Been chatting a bit w/Caleb about this offline and poking around to better
educate myself.
> using functions (ignoring the implementation complexity) at least removes
> ambiguity.
This, plus using functions lets us kick the can down the road a bit in terms of
landing on an integrated grammar we agree on. It seems to me there's a tension
between:
1. "SQL-like" (i.e. postgres-like)
2. "Indexing and Search domain-specific-like" (i.e. lucene syntax which, as
Benedict points out, doesn't really jell w/what we have in CQL at this point),
and
3. ??? Some other YOLO CQL / C* specific thing where we go our own road
I don't think we're really going to know what our feature-set in terms of
indexing is going to look like or the shape it's going to take for awhile, so
backing ourselves into any of the 3 corners above right now feels very
premature to me.
So I'm coming around to the expr / method call approach to preserve that
flexibility. It's maximally explicit and preserves optionality at the expense
of being clunky. For now.
On Mon, Aug 7, 2023, at 4:00 PM, Caleb Rackliffe wrote:
> > I do not think we should start using lucene syntax for it, it will make
> > people think they can do everything else lucene allows.
>
> I'm sure we won't be supporting everything Lucene allows, but this is going
> to evolve. Right off the bat, if you introduce support for tokenization and
> filtering, someone is, for example, going to ask for phrase queries. ("John
> Smith landed in Virginia" is tokenized, but someone wants to match exactly on
> "John Smith".) The whole point of the Vector project is to do relevance,
> right? Are we going to do term boosting? Do we need queries like "field:
> quick brown +fox -news" where fox must be present, news cannot be present,
> and quick and brown increase relevance?
>
> SASI uses "=" and "LIKE" in a way that assumes the user understands the
> tokenization scheme in use on the target field. I understand that's a bit
> ambiguous.
>
> If we object to allowing expr embedding of a subset of the Lucene syntax, I
> can't imagine we're okay w/ then jamming a subset of that syntax into the
> main CQL grammar.
>
> If we want to do this in non-expr CQL space, I think using functions
> (ignoring the implementation complexity) at least removes ambiguity.
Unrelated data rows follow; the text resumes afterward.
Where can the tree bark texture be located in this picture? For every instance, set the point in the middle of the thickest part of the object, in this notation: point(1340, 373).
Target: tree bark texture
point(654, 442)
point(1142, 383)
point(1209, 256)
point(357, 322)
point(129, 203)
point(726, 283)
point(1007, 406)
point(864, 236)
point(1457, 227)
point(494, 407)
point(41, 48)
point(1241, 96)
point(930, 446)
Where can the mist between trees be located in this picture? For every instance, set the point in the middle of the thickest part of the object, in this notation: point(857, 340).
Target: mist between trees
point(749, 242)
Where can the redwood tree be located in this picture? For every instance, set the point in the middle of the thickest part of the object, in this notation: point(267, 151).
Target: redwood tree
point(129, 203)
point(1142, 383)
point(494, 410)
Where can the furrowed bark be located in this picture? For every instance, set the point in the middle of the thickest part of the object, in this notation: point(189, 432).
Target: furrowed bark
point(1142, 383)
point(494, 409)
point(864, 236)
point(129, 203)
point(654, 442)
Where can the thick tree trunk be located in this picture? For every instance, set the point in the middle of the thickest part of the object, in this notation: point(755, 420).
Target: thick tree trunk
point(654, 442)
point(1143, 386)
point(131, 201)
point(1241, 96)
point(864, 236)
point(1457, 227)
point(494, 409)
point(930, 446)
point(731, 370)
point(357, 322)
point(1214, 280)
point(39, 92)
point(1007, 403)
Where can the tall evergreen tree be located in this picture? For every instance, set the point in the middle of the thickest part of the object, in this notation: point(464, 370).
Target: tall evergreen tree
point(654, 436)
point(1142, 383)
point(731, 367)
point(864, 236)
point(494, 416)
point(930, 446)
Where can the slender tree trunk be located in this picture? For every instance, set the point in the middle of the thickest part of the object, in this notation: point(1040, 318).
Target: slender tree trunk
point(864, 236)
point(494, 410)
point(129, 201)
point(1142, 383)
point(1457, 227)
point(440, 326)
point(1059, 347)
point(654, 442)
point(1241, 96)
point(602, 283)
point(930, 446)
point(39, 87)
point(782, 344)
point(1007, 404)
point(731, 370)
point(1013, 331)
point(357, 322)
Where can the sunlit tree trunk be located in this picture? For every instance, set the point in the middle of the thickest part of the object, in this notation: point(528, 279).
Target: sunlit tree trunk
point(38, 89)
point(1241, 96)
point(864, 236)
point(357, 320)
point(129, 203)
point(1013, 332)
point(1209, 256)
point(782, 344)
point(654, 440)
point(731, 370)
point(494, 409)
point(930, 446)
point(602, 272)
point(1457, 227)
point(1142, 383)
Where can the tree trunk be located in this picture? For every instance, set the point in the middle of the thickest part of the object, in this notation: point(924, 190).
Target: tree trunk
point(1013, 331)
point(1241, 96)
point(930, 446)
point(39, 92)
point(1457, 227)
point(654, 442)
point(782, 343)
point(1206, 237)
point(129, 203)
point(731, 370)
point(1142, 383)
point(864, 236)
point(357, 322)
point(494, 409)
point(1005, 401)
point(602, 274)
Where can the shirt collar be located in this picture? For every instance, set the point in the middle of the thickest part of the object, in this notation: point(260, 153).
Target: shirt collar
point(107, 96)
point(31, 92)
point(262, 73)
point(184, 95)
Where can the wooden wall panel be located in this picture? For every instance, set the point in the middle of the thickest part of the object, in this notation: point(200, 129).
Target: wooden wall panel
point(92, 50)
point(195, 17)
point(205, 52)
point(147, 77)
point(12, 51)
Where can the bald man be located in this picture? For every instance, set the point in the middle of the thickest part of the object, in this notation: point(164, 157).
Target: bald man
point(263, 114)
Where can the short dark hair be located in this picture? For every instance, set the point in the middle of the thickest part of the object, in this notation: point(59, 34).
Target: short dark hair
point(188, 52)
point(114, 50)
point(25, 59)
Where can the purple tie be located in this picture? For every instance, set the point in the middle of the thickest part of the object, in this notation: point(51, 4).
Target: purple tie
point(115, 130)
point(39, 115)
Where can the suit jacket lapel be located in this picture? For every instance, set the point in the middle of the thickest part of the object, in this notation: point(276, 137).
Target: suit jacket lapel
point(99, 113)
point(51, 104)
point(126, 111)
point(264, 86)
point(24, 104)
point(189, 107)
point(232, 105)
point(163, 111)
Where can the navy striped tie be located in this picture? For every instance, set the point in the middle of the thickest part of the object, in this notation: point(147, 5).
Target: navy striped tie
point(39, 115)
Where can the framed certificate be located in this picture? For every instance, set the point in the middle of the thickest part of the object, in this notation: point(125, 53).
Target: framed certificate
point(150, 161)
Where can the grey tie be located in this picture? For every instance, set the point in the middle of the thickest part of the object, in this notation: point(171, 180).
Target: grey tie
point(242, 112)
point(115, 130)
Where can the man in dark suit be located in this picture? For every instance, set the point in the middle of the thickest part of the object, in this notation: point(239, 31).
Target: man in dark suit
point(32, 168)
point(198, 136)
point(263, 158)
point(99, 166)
> "token_match", "phrase_match", "token_like", "=", and "LIKE" would all be
> pretty clear, although there may be other problems. For instance, what
> happens when I try to use "token_match" on an indexed field whose analyzer
> does not tokenize? We obviously can't use the index, so we'd be reduced to
> requiring a filtering query, but maybe that's fine. My point is that, if
> we're going to make write and read analyzers symmetrical, there's really no
> way to make the semantics of our queries totally independent of analysis.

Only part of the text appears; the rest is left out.